Услышав это слово, все бросили свое занятие и встревоженно переглянулись, но благоразумно молчали. Всадники никогда не догоняли отряд охотников, так как это могло вспугнуть добычу, – кроме случаев, когда отряд отсутствовал слишком долго и о нем начинали беспокоиться. Одиночного всадника посылали только в том случае, если Гарада внезапно требовалось вернуть в селение, а это означало плохие новости.
Гарад молча посмотрел на Гейю, затем поднялся, чтобы встретить всадника. Кург’нал, старый, седой орк, соскочил со своего волка и приветствовал вождя, ударив большой рукой по своей широкой грудной клетке.
Гонец не стал тратить слов зря.
– Великий вождь, приехал какой‑то орк под флагом переговоров и желает видеть тебя.
Гарад нахмурил брови.
– Переговоров? – это слово показалось ему странным, и в его голосе слышалась растерянность.

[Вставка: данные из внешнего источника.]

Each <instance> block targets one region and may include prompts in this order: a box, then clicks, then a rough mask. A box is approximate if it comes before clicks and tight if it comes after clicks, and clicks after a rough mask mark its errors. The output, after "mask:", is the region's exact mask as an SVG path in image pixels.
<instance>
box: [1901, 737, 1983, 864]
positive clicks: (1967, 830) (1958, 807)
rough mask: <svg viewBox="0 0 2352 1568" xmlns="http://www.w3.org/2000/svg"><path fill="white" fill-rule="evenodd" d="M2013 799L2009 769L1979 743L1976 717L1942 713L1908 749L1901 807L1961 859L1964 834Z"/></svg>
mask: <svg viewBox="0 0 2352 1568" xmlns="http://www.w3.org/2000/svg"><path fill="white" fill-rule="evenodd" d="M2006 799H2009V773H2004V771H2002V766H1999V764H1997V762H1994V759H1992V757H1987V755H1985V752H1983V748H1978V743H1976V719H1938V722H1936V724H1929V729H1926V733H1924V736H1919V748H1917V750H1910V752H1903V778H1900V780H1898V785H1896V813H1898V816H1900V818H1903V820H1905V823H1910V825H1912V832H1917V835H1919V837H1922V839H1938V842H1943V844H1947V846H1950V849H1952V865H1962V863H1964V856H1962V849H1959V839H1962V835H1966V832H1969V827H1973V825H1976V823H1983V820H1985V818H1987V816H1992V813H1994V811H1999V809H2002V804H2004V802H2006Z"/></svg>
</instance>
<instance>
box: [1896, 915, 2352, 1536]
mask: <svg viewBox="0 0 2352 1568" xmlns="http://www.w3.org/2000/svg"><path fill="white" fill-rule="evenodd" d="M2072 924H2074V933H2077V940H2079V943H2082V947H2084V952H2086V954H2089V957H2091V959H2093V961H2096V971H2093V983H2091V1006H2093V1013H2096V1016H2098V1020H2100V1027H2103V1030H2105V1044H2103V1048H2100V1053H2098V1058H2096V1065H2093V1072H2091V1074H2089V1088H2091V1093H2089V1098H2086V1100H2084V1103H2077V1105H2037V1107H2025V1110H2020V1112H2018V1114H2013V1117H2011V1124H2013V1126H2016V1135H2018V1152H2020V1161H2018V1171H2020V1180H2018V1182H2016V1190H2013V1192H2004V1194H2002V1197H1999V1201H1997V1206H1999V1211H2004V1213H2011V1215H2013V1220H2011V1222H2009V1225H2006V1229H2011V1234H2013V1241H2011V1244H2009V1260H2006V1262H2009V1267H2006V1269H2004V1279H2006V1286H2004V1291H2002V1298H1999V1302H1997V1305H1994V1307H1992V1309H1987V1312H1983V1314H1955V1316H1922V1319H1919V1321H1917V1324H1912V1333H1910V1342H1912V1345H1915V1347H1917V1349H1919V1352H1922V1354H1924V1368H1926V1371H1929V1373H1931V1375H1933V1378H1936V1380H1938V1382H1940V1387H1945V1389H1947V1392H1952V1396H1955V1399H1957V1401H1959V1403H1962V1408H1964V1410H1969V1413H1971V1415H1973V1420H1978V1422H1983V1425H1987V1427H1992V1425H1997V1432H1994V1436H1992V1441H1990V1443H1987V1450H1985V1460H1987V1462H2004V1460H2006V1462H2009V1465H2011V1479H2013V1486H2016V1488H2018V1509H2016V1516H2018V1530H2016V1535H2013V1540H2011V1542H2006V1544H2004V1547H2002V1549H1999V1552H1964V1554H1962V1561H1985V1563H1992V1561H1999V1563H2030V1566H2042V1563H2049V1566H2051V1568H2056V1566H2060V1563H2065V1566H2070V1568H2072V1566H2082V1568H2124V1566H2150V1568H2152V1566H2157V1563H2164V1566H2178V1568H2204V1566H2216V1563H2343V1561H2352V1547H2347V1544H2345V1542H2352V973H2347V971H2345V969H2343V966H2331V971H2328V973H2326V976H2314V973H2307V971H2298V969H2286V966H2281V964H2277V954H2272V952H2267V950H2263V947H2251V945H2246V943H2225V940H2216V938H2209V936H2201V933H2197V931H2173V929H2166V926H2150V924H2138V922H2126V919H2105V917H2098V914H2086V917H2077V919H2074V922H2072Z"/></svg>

– Что такое «переговоры»? – Оргрим был одним из самых могучих орков в клане, но умел двигаться совершенно бесшумно, когда хотел. Дуротан, увлеченный разговором, даже не заметил, как друг подошел к нему.
– Переговоры означают… – Дуротан подыскивал слова. Для орка они звучали так странно. – Этот чужак приехал только поговорить. Он приехал с миром.
– Что? – Оргрим выглядел почти комично, его клыкастая челюсть слегка отвисла. – Это, должно быть, какой‑то подвох. Орки не ведут переговоров.
Дуротан не ответил. Он смотрел, как Гейя подошла к мужу и тихо что‑то говорила ему. Как и Дрек’Тар, Гейя была шаманом, и у нее были свои, особые задачи. Она была Хранительницей закона, хранила свитки, передаваемые от поколения к поколению, и заботилась о том, чтобы древние традиции и обряды Северных Волков не были утрачены. Если кто‑то и понимал, как должным образом ответить орку, приехавшему под знаменем переговоров, то именно она.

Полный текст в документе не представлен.